E por isso eu espero tanto na farmácia, e saio sem chegar a comprar nada, prometendo voltar depois, porque sei que me intrometo no que não me pertence, como quem força a entrada em casa alheia sem nunca ter sido convidado. E de cada vez que espreito a essa casa apetece-me largar a correr e não parar tão cedo.
E a história da vizinha que andava a tomar uma pastilha igual ...

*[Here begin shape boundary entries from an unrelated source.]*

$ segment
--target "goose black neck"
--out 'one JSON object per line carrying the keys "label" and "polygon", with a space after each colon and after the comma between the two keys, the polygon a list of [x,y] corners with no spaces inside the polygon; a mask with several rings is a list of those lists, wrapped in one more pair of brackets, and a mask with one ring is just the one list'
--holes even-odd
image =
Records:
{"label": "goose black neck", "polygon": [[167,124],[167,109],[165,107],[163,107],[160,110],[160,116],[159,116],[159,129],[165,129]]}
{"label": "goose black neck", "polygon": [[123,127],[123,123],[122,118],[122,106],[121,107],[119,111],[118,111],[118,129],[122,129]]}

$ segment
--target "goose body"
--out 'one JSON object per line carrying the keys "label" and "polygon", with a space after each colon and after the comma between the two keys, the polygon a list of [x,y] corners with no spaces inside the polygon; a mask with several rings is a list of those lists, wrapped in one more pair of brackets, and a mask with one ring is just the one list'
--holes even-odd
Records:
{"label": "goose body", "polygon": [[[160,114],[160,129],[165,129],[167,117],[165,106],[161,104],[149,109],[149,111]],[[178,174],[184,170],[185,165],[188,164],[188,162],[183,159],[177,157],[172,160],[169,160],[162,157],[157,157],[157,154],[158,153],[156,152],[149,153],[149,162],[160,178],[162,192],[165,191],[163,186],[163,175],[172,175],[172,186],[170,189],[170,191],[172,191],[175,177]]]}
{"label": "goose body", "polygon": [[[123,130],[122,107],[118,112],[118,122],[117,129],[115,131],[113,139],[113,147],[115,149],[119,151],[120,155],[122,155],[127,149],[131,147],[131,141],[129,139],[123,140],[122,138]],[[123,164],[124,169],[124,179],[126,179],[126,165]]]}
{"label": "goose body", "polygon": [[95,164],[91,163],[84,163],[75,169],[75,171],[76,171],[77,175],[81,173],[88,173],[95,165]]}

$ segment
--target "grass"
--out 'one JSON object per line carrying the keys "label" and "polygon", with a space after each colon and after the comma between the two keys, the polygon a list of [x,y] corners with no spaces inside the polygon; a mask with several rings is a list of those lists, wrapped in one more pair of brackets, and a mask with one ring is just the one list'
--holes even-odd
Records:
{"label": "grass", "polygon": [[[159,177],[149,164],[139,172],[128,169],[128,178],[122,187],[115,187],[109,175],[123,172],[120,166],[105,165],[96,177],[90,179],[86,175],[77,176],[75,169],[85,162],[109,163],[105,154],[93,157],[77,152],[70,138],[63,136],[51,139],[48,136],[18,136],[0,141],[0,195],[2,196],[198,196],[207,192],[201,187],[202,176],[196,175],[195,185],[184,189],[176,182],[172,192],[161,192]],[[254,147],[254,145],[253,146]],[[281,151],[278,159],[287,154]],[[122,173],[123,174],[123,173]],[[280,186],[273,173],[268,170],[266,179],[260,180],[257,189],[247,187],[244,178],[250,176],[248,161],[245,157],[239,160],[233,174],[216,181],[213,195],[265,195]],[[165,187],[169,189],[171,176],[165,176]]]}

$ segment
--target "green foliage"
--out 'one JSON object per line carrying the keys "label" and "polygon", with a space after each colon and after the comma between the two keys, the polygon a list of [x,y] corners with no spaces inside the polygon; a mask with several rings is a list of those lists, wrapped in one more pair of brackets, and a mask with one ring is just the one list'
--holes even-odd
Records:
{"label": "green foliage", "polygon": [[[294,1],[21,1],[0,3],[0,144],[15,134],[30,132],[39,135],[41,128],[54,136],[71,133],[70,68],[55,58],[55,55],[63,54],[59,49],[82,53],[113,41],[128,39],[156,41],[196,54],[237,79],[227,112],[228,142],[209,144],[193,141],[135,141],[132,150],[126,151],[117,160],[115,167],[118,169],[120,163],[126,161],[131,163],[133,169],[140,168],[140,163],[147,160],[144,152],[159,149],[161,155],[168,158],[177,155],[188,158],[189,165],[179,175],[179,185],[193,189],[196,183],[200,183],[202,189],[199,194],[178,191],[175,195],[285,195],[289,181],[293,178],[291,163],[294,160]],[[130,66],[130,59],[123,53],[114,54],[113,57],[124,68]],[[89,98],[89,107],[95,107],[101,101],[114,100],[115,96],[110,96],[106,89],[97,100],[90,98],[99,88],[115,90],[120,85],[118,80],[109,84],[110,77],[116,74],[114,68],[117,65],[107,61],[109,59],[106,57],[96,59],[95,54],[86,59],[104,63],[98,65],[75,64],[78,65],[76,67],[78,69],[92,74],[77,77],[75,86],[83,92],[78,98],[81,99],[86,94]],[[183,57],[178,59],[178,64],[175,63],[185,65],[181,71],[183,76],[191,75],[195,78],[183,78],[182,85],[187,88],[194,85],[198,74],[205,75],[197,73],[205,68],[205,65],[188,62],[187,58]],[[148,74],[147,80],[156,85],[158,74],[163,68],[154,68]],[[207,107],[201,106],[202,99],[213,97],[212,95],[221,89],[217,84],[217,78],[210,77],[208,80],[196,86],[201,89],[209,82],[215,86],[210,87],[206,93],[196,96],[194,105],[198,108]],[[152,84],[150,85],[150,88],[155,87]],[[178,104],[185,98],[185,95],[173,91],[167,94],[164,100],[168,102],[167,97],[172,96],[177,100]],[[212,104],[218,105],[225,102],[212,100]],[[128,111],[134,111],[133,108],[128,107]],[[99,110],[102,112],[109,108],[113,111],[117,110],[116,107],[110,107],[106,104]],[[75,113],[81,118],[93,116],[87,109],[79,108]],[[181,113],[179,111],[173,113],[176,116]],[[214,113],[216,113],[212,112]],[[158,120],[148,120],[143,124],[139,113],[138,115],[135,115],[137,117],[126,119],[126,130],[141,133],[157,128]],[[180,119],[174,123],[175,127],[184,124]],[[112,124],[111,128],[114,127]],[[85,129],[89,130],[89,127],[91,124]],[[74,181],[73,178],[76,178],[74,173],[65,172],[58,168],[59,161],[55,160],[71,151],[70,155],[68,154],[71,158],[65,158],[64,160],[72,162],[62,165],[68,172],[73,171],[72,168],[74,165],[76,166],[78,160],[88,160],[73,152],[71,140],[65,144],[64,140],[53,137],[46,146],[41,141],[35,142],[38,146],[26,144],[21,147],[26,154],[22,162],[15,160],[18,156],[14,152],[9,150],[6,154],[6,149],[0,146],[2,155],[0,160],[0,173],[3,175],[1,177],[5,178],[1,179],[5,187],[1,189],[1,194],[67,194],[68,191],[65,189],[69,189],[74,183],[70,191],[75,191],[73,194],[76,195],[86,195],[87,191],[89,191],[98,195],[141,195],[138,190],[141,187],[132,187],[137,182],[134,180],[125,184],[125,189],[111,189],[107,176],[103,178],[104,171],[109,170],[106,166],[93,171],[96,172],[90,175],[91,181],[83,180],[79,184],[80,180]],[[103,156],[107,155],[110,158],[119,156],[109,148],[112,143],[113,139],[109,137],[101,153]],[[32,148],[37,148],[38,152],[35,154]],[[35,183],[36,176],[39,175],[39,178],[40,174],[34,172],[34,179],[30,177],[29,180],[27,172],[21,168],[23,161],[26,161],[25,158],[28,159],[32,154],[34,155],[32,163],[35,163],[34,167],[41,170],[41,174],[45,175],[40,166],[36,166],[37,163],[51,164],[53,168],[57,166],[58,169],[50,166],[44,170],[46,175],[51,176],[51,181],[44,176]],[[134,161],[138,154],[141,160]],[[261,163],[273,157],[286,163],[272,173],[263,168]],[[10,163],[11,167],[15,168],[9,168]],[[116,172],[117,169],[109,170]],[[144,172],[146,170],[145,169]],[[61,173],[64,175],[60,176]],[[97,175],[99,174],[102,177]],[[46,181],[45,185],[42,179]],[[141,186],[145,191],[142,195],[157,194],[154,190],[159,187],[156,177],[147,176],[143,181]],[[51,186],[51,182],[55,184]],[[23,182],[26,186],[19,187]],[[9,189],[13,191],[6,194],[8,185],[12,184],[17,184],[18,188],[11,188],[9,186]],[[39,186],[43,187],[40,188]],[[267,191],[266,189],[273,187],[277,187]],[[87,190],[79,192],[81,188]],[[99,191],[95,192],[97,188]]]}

De adão cruz a 1 de Outubro de 2010
Carla, Carla, Carla! Que bela e bem tratada descrição da realidade! Mas, infelizmente, a realidade não é essa. Ou, por outra, é essa mesma. A realidade é que os velhinhos, a terceira idade, estão a ser lidibriados, explorados, agredidos e assassinados pelas normas, os conselhos, as recomendações e as drogas que procuram nos seus tempos livres passados na farmácia. Em primeiro lugar, essa merda de ver tensões, acúcar, colesterol, nas farmácias, é de um ridículo incomensurável, sem qualquer benefício para o doente, que apenas necessita de uma avaliação global e integrada do seu estado, que não existe e que ninguém lhe proporciona porque não dá dinheiro. A ÚNICA forma de fazer clínica médica. Toda essa palhaçada nada interessa, a não ser para a farmácia, que vai buscar aí uma mais valia e uma simpática e aliciante adesão do desgraçado do paciente á droga respectiva. Para um profissional traquejado, esta pouca vergonha mete nojo. Tanto nojo como se de outra Fátima se tratasse. A medicamentalização da sociedade é um crime. As pessoas que os atendem nas farmácias não têm a mínima preparação para entender estes fenómenos de assalto à terceira idade, pois que de um assalto se trata. São muito simpáticos para os velhinhos mas muito nocivos. Aqui há uns anos, um destes investidores capitalistas da "saúde", dizia que a terceira idade era um campo a explorar. Os velhinhos não comem, não bebem, não se divertem, porque deixam a reforma toda na farmácia. E com que gosto! Vão ali buscar a saúde em caixinhas e frasquinhos. Vinte e cinco por cento das pessoas da terceira idade nas sociedades industrializadas são internadas por efeito dos remédios, e nove por cento morrem. Nesta altura, a terceira causa de morte no mundo são os remédios. Há muita gente responsável dentro da medicina, mas também há muita gente dentro da medicina responsável por esta pantominice.